Grâce à une bactérie, des chercheurs de l'UCL veulent lutter contre l'obésité

Elle s'appelle Akkermansia muciniphila. Patrice Cani, professeur à l’UCL, a travaillé sur cette bactérie pendant 10 ans, en collaboration avec une université néerlandaise. Les chercheurs étaient parvenus à prouver que la bactérie en question réduisait les effets liés à l’obésité et au diabète.   

Aujourd’hui, les chercheurs vont lui trouver une application concrète. Une spin-off (une entreprise créée à partir d'un laboratoire de recherche d'une université) va développer des compléments alimentaires destinés au grand public.

"C'est un peu le rêve de tout chercheur, explique Patrice Cani.
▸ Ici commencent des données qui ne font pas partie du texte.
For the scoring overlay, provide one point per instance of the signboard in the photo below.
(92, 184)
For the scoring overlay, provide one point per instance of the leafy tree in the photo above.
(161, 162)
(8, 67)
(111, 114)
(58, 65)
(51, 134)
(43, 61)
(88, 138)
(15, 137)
On a souvent l'image du chercheur dans sa tour d'ivoire qui ne pense qu'à lui et à ses petites découvertes. Pour moi c'est une chance d'imaginer qu'une recherche fondamentale intéressante au point expérimental pourra être disponible chez l'homme."

Un marché prometteur

L’entreprise s’installera en Région wallonne. Pour la créer 13 millions d’euros ont été levés auprès d’investisseurs convaincus du potentiel des recherches autour de la bactérie.

Si tout se passe bien, des compléments alimentaires pourraient être commercialisés d’ici deux à trois ans. Avant la mise au point d'un médicament ? Selon Patrice Cani, "le but c'est d'avoir un complément suffisamment intéressant pour soutenir les prises en charge nutritionnelles classiques. On espère éviter l'augmentation des facteurs de risques des maladies cardio-vasculaires. Peut-être limiter l'augmentation du cholestérol ou du taux de sucre dans le sang."

Un produit "innovant"

Ces recherches et l’arrivée prochaines de nouveaux produits intéressent les nutritionnistes qui accompagnent les personnes souffrant d’obésité. "C'est quelque chose d'innovant en termes d'approche et de mécanisme", confirme Nathalie Delzenne, professeur de métabolisme et de nutrition à l'UCL. Dans le monde des maladies métaboliques, on est dans l'attente d'innovations avec des preuves que cela fonctionne."

Sachant que le monde compte près de deux milliards de personnes en surpoids et 600 millions d’obèses, les perspectives commerciales des produits créés au départ des recherches de l’UCL sont prometteuses.